The provincial government’s lease on the Norcon Galatea expires at the end of March. — Telegram file photo
“This is a vessel that government sold for a very, very low cost and have leased it back for a much higher cost than they sold it, claiming that it’s in like-new condition,” said St. John’s South Liberal MHA Tom Osborne with regards to the Norcon Galatea, which was known as the MV Hamilton Sound before the government sold it for $214,000 in 2011.
“If the vessel is in like-new condition, why did government just not refurbish the vessel and have a swing vessel on hand without having to spend large amounts of taxpayer dollars putting out short-term contracts to hire a swing vessel when needed?”
Built in 1968, the former MV Hamilton Sound was considered a top candidate for replacement several years before the government finally sold it.
In November, the government announced it had negotiated a short-term contract with Norcon Marine Services to use the renamed vessel. The company had reportedly invested more than $1 million as part of an extensive overhaul.

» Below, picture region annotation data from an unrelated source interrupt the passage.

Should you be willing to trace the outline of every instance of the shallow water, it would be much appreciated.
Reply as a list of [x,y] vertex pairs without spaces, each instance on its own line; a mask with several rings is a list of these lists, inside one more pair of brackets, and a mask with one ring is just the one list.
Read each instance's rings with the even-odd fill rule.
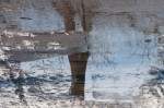
[[74,2],[1,12],[0,106],[163,108],[163,2]]

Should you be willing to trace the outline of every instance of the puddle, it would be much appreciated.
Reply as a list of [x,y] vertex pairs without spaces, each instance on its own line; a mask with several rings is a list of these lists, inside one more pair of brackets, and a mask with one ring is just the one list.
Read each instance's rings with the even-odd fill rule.
[[27,1],[0,13],[0,23],[17,27],[0,26],[0,106],[163,108],[161,7]]

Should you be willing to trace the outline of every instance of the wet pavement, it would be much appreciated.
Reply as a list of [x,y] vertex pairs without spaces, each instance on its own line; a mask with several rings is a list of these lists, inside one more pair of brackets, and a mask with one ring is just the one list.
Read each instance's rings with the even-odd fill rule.
[[1,0],[2,108],[164,108],[163,0]]

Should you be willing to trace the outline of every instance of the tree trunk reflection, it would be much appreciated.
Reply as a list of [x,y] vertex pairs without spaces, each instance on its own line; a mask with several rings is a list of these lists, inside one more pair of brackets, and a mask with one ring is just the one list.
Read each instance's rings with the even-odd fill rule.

That month in the House of Assembly, Liberal Leader Dwight Ball said the government was leasing the vessel at a cost of almost $5,800 per day.
Speaking with The Telegram Friday, Transportation and Works Minister Nick McGrath defended the decision to lease the Norcon Galatea.
“In this particular case, the Galatea did provide what we were looking for, and I think it was one of the best options we could have,” he said.
The ship has provided ferry service to Bell Island alongside the MV Beaumont Hamel.
On Friday, the Norcon Galatea was tied up in Portugal Cove due to high winds and mechanical problems.
Damen Shipyards is building two new ferries for the province that are due to join the provincial fleet next fall.
One of those will serve Bell Island.
McGrath indicated government may consider extending the lease beyond March 31, adding that other companies will also be given consideration if further ferry service is required.
“It’s something that we will look at. That is an option that we have, to extend the contract with the Galatea.”
Osborne also questions the decision to negotiate a lease instead of issuing a tender.
Responding to that issue, McGrath said there was an immediate need for a replacement swing vessel following government’s decision last February to retire the MV Nonia.
“We were left without a swing vessel, so we had to go to market then to look for vessels. We researched the market to see what was available and then through that, you make your decision — do you buy, do you lease, do you go into a short-term contract, long-term contract? All of those things are taken into consideration.”